Titan’s haze is dropping

Change in elevation of cloudy layer suggests seasonal cycles

THE WOODLANDS, Texas — The sky is falling on Titan. An upper layer of the Saturnian moon’s hazy shroud has plunged more than 100 kilometers since the Cassini spacecraft whizzed by in 2004, suggesting that shifting seasons can do more than dump rain.

The mysterious atmospheric haze surrounding Titan, Saturn’s largest moon (seen at center), apparently changes in altitude seasonally, scientists have found. The smaller moon to Titan’s right is Dione. NASA, JPL-Caltech, Space Science Institute

Early Cassini images revealed a smoggy world circled by a detached, hazy layer that hovered 500 kilometers above the moon’s surface. Now, new images reveal, that layer has sunk to an altitude of around 360 kilometers, said Robert West of the Jet Propulsion Laboratory in Pasadena, Calif., on March 19 at the 43rd Lunar and Planetary Science Conference.

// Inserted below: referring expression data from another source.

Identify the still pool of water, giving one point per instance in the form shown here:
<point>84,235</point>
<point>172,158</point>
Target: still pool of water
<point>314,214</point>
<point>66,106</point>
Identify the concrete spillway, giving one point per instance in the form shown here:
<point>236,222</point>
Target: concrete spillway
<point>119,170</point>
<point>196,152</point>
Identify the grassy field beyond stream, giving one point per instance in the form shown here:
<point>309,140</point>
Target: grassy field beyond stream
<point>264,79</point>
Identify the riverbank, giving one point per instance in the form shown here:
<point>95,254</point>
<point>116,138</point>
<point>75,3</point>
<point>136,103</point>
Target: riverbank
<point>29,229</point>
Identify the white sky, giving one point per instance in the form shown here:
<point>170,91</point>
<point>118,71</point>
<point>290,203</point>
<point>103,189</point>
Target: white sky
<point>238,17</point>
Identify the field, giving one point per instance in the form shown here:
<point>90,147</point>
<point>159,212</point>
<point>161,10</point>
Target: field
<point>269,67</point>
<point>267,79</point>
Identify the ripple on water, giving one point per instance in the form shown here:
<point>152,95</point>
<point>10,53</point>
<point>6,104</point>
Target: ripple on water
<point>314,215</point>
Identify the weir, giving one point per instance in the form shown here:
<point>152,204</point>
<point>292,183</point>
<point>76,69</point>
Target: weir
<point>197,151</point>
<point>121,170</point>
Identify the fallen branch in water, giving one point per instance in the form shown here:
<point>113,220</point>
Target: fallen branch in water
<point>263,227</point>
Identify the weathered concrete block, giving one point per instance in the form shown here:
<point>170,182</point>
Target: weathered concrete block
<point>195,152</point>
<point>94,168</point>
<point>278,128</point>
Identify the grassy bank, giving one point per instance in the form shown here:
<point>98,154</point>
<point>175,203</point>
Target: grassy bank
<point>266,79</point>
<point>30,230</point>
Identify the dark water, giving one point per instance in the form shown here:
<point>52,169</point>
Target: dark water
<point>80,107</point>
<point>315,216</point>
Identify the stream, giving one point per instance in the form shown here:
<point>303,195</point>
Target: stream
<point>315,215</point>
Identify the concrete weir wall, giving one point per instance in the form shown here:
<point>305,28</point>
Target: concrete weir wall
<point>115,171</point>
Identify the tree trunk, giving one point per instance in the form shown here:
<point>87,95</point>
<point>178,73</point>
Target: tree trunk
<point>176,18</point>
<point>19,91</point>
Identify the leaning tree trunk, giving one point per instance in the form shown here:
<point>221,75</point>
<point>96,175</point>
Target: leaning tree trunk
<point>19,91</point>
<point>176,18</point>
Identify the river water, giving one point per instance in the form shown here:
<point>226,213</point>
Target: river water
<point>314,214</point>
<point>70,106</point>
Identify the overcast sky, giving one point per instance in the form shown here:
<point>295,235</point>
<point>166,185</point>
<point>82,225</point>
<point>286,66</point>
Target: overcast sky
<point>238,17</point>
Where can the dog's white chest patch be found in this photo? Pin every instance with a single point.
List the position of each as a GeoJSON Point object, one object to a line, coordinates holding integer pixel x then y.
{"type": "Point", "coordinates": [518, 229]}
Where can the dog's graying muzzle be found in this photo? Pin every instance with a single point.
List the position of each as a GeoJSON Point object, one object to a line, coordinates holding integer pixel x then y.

The layer’s current altitude almost precisely matches the haze’s position in 1981, when the Voyager spacecraft recorded images of Titan hiding beneath the clouds. “To me, that’s just astonishing,” said West. 

One year on Titan is the equivalent of nearly 30 years on Earth — and now, one Titan year after Voyager, the moon looks more or less as it did in 1981. When Cassini first swung by in 2004, the haze had ballooned outward and covered the entire moon except for the wintry north pole vortex. Now, as winter comes to the south, the haze is shrinking, and images snapped by Cassini in late February reveal the beginnings of a vortex at the south pole.

“It’s really spectacular,” said planetary scientist John Spencer of the Southwest Research Institute in Boulder, Colo. “You’re seeing this world changing before your eyes, and there are all these totally unexpected, very dramatic patterns that show up. You just can’t wait to see what’s going to happen next.”

Scientists suspect that shifting seasons are accompanied by changing atmospheric patterns, and the collapsing haze layer could be one of a constellation of seasonal cycles. But so far, researchers haven’t  been able to explain the mechanics of the falling haze.

“This is new; we’re seeing it for the first time with Cassini,” West says. “We’ll see within the next couple of years how this evolves.”